You will be the person clients depend on to keep their ML platforms stable, scalable, and cost-efficient in production. You will set the engineering bar for how Vito delivers ML systems, and you will lift the delivery teams around you to hit that bar.
WHAT YOU WILL DO:
- Own the architecture of ML platforms on client engagements, including API design, deployment topology, and cloud infrastructure on a major hyperscaler (GCP)

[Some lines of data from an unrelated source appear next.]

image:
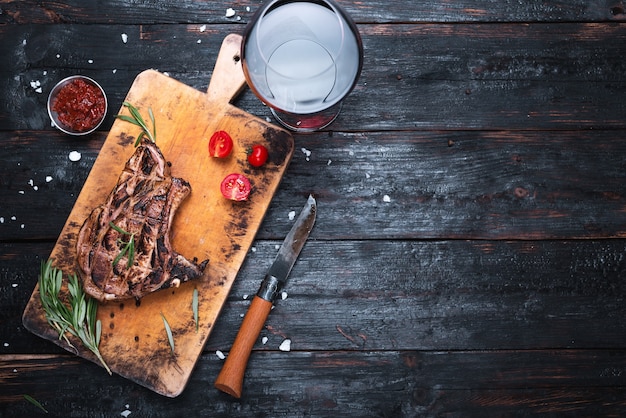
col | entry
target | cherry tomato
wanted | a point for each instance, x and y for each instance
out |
(220, 144)
(235, 186)
(257, 156)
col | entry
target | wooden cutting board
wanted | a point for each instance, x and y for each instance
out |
(134, 341)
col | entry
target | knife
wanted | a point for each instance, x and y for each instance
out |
(230, 379)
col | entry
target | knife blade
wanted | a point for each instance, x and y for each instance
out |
(230, 378)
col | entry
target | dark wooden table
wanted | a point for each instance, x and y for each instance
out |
(468, 258)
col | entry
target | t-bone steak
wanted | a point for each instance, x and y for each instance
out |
(142, 203)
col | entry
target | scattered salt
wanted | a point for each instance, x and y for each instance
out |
(74, 156)
(285, 345)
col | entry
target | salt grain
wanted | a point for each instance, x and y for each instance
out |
(285, 345)
(74, 156)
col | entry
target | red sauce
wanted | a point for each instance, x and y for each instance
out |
(80, 106)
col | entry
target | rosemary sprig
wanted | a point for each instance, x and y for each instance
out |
(128, 247)
(168, 330)
(194, 307)
(77, 319)
(137, 119)
(35, 402)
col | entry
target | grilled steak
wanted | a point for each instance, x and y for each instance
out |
(142, 206)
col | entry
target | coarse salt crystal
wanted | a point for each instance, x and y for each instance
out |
(285, 345)
(74, 156)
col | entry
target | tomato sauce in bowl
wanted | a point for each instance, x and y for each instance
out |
(77, 105)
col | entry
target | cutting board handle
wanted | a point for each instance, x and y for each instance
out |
(227, 80)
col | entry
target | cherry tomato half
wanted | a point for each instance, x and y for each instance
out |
(235, 186)
(257, 155)
(220, 144)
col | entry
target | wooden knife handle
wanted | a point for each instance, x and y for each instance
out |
(230, 379)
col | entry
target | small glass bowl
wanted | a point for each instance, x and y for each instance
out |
(85, 116)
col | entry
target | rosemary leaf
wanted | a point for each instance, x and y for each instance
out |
(35, 402)
(168, 331)
(194, 307)
(136, 119)
(77, 319)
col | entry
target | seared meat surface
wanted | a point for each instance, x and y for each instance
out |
(141, 205)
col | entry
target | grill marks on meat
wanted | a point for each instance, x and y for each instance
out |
(142, 203)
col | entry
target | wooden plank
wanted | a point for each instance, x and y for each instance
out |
(330, 384)
(197, 11)
(441, 185)
(395, 295)
(433, 76)
(206, 227)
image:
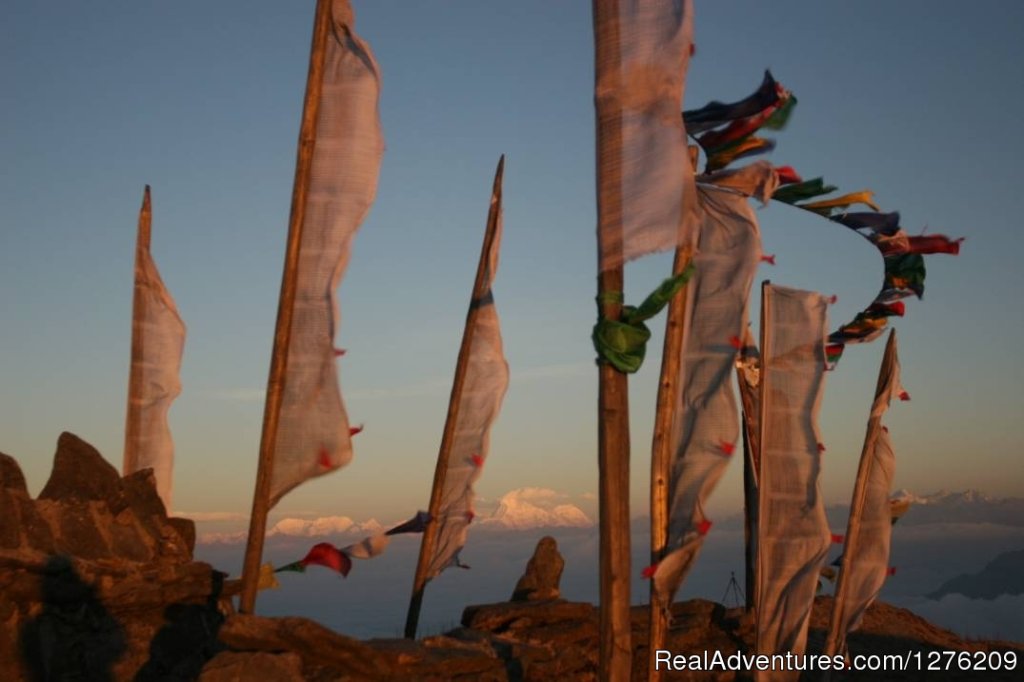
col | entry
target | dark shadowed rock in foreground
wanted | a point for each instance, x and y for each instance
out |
(96, 583)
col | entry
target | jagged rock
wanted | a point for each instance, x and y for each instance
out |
(185, 528)
(10, 534)
(544, 571)
(76, 530)
(138, 491)
(80, 473)
(313, 642)
(231, 667)
(10, 474)
(501, 616)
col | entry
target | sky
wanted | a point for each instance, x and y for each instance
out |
(918, 100)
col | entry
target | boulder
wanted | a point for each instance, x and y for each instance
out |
(80, 473)
(544, 571)
(314, 643)
(231, 667)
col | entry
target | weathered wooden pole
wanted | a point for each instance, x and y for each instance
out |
(752, 456)
(762, 405)
(286, 306)
(613, 419)
(480, 285)
(660, 455)
(833, 643)
(133, 424)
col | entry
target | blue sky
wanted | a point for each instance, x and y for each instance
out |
(918, 100)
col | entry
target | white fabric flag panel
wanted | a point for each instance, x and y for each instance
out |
(646, 86)
(794, 536)
(313, 431)
(483, 389)
(163, 336)
(706, 423)
(867, 564)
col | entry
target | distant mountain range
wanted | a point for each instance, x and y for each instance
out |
(522, 509)
(1004, 574)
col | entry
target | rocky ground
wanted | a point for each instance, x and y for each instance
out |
(97, 583)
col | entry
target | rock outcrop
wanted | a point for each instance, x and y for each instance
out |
(544, 572)
(96, 582)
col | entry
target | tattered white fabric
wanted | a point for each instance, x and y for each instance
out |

- Automate provisioning and environment management using Infrastructure as Code (Terraform), and ship code through modern CI/CD pipelines
- Design and build internal frameworks and tooling that let client data scientists and engineers move models into production safely and quickly
- Hold the line on production reliability, security, and scale across every ML system Vito delivers
- Run architectural reviews on client work, enforcing clean code, SOLID principles, and pragmatic engineering trade-offs
- Identify and remove cost waste across ML, AI, and data workloads, and report savings back to the client as a measurable outcome
WHAT YOU NEED (MUST HAVE):
- Bachelor's degree in Computer Science, Software Engineering, or a closely related field
- At least 4 years in production software engineering, MLOps, or platform engineering
- Strong hands-on architecture experience on at least one major cloud (GCP, AWS, or Azure), specifically running ML workloads in production
- Production track record on a managed ML platform (Vertex AI, SageMaker, Bedrock, Azure ML, or Databricks)
- Practical experience with managed container or serverless compute services (Cloud Run, AWS Fargate, ECS, Azure Container Apps, or equivalent)
- Working knowledge of a cloud data warehouses like (BigQuery, Snowflake, Redshift, Databricks SQL, MS Fabric, Azure Synapse)
- Solid CI/CD experience with one or more of GitLab CI, GitHub Actions, Jenkins, Azure DevOps, CircleCI, or Harness
- Strong Infrastructure as Code experience with Terraform, Pulumi, CloudFormation, or Bicep
- Advanced Python for backend and platform work, plus advanced SQL for data work
- Production experience with Docker and Kubernetes
- Track record of building and operating ML pipelines and observability tooling (Prometheus, Grafana, Datadog, OpenTelemetry, or similar)
BONUS POINTS FOR:
- Direct production experience on Google Cloud Platform
- Specific exposure to Vertex AI, Cloud Run, and BigQuery in production
- CI/CD work with GitLab and Harness
- Consulting or client-facing delivery background
- Domain exposure to retail, banking, insurance, or asset management data
WHAT WE LOOK FOR:
- Systems engineer by instinct. You think about ML in terms of contracts, interfaces, failure modes, and observability, not notebooks
- Mentor by default. You raise the level of the engineers around you, especially through documentation and shared tooling
- Calm under complexity. You can untangle messy production pipelines across unfamiliar cloud setups and explain what is broken in plain language
- Tool-agnostic. You have a preferred stack but you can read a client's environment and adapt
**Please note: If you have not heard from us within 2 weeks, please consider your application unsuccessful.